I'd love to see a system like this cleverly implemented. It would be yet another way that each game could differ based on the map.

Evan more importantly, it could give a reason to consider not chopping! I'd like that Wheat, Rice, Sheep, etc. to represent something other than a "food now versus food later" decision.
 
@Sostratus I’d agree with all of that. I don’t think there are any shortage of ways to make the IR matter. My preference would be something that organically builds on what’s there rather than completely new mechanics. Policy cards, better tier 3 buildings, making strategic resources more important, and something around housing and amenities would be great.

And then something which “marks” that there has been a change to Industrialisation - either via an Emergency or Era score or (like landing on the Moon) a boost to culture or science. Just something so you go “Oh, I think we just had the Industrial Revolution”.

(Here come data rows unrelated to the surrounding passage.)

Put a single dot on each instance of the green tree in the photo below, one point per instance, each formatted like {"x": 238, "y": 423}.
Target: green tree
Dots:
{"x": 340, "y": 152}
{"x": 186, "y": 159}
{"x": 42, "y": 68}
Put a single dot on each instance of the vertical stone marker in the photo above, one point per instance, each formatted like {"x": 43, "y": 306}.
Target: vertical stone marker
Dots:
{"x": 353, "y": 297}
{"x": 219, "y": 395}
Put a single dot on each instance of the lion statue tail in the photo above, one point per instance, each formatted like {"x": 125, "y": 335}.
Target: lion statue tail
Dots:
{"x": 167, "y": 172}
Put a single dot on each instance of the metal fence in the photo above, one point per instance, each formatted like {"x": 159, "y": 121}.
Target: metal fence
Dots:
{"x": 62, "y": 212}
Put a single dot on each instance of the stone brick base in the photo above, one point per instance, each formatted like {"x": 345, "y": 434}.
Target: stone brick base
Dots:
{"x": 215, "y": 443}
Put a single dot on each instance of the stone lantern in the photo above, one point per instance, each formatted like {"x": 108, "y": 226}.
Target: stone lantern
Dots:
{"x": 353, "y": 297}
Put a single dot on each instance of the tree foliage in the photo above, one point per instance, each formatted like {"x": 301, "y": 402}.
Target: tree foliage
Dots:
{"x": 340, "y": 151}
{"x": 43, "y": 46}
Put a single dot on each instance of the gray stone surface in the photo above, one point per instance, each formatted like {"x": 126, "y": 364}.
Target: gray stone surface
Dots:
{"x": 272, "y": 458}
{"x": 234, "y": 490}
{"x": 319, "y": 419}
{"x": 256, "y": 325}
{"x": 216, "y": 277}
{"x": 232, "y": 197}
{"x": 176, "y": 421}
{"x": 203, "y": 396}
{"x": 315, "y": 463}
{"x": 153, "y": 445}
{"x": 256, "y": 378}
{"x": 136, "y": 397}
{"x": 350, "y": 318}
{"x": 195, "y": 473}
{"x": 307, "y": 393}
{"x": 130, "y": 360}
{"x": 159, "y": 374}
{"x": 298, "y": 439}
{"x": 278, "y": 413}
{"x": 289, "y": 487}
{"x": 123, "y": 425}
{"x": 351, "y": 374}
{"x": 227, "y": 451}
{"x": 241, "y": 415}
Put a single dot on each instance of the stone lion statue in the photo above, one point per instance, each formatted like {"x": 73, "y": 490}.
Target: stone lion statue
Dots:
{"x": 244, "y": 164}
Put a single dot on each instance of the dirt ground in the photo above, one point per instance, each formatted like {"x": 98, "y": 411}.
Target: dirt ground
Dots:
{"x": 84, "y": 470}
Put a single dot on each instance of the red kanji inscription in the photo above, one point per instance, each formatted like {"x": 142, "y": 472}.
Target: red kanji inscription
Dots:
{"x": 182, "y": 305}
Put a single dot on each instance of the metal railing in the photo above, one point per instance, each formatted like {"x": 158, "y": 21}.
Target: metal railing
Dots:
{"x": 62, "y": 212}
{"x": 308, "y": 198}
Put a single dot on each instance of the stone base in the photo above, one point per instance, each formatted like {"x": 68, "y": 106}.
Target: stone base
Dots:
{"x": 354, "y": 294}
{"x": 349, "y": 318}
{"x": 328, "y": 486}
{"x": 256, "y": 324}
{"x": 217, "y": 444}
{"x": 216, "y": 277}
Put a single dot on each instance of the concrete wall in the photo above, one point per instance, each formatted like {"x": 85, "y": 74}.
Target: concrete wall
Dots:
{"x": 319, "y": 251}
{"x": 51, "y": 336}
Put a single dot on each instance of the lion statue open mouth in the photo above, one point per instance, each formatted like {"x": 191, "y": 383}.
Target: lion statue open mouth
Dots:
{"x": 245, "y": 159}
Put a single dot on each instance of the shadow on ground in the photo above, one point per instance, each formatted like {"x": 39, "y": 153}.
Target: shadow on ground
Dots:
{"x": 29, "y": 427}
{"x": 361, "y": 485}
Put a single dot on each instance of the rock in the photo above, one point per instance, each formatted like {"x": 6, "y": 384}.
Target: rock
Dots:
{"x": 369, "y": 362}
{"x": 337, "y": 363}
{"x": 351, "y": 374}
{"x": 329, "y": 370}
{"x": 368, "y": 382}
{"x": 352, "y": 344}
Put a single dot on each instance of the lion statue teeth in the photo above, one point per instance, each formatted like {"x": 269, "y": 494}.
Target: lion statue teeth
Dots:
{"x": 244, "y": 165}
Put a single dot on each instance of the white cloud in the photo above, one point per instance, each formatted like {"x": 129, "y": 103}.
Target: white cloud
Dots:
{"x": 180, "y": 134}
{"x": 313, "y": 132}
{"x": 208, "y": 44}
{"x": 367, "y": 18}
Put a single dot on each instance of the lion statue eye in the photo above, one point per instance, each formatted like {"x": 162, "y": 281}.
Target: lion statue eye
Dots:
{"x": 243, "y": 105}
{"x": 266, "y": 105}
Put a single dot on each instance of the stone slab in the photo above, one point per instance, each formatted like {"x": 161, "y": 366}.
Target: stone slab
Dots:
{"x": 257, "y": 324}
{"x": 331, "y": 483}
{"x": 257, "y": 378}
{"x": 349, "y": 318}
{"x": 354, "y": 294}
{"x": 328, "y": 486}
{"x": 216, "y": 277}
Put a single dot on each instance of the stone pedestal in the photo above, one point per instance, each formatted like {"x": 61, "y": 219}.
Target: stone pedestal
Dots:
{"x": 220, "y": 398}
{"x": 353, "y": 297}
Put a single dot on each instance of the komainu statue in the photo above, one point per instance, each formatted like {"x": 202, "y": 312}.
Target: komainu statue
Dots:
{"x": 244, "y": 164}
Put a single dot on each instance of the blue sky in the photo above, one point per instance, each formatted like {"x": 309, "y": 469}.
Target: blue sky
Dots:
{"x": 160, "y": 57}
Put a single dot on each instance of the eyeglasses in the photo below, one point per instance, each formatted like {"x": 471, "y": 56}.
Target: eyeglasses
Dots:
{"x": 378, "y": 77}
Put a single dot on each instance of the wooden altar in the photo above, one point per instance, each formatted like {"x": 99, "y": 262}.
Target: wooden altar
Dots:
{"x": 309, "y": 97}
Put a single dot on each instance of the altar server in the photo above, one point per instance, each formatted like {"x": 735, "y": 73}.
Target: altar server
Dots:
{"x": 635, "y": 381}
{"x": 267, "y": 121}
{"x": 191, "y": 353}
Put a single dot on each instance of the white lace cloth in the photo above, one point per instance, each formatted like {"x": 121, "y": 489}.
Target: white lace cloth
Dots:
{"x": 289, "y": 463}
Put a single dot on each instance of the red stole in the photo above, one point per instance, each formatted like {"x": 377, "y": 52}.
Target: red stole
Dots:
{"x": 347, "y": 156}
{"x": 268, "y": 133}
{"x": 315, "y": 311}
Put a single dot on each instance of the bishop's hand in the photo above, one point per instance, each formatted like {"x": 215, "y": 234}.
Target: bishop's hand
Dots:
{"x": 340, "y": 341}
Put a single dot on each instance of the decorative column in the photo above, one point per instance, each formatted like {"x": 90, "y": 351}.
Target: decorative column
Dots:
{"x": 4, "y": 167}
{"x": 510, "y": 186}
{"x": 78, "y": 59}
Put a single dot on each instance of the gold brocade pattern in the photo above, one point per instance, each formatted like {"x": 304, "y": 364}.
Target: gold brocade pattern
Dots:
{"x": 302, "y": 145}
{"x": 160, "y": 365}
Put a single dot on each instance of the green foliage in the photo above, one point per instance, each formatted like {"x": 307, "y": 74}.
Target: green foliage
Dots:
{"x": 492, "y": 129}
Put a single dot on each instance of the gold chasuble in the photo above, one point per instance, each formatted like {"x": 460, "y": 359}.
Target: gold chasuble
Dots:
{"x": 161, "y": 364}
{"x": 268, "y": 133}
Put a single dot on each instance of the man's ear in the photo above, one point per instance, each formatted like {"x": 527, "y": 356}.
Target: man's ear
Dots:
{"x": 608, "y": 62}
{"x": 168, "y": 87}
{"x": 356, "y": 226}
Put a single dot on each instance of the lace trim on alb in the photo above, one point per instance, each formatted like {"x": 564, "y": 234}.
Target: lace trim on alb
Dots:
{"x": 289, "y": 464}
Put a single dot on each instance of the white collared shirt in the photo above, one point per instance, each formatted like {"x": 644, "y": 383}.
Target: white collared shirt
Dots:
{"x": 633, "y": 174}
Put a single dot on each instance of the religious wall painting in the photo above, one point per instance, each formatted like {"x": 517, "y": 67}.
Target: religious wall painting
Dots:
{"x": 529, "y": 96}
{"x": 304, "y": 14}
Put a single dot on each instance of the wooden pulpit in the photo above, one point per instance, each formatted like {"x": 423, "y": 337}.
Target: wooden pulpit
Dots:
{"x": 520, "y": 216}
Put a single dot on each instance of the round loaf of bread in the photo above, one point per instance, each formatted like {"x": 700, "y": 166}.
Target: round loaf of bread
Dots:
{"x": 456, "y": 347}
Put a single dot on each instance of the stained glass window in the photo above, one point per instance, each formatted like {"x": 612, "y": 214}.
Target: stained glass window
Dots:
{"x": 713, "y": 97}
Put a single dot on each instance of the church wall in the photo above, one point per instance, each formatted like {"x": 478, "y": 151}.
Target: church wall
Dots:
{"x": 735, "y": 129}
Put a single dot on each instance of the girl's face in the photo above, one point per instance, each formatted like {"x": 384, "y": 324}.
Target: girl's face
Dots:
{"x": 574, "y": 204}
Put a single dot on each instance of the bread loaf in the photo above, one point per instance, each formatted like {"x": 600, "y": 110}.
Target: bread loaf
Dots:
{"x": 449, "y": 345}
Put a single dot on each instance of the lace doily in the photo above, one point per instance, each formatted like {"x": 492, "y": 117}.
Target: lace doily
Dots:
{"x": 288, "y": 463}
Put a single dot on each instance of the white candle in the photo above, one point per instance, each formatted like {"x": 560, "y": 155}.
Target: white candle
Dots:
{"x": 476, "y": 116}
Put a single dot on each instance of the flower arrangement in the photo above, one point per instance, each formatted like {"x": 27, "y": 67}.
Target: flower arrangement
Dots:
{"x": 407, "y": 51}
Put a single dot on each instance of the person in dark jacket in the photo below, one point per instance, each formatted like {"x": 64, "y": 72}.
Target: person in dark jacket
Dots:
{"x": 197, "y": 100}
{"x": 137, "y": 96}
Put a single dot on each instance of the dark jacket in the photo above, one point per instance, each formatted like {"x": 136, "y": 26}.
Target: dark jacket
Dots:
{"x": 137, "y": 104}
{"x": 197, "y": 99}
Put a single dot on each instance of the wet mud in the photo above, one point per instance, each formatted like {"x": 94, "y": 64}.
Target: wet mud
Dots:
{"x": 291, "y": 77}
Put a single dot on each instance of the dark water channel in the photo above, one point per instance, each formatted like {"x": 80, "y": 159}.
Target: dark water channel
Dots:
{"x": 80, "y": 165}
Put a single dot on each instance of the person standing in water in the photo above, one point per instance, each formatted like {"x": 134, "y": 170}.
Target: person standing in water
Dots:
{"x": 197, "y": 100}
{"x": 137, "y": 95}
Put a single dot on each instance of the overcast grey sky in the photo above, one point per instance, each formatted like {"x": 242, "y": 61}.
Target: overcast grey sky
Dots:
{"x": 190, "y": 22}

I think part of that might be the Industrial Revolution having an impact beyond your Civ too. Something like, once you industrialise, other Civs which haven’t industrialised gain extra science by trading with you. And maybe the other side of that is that industrialised nations exert more loyalty pressure.
 
A way to industrialize an un-industrialized country are Joint Ventures. Build a factory there so that poor people get work, earn money and can buy your products. Subsistence farmers usually cannot participate in our modern industrialized world since they do not have the money / foreign currency to buy valuable things.
It is important to give population a sufficient income to be able to purchase industrialized goods.

Mass production of goods means that you need a big (global) market to sell your surplus goods, otherwise your factory might not work efficiently if you produce too many goods for stockpile or try to reduce factory output by reducing working time per day.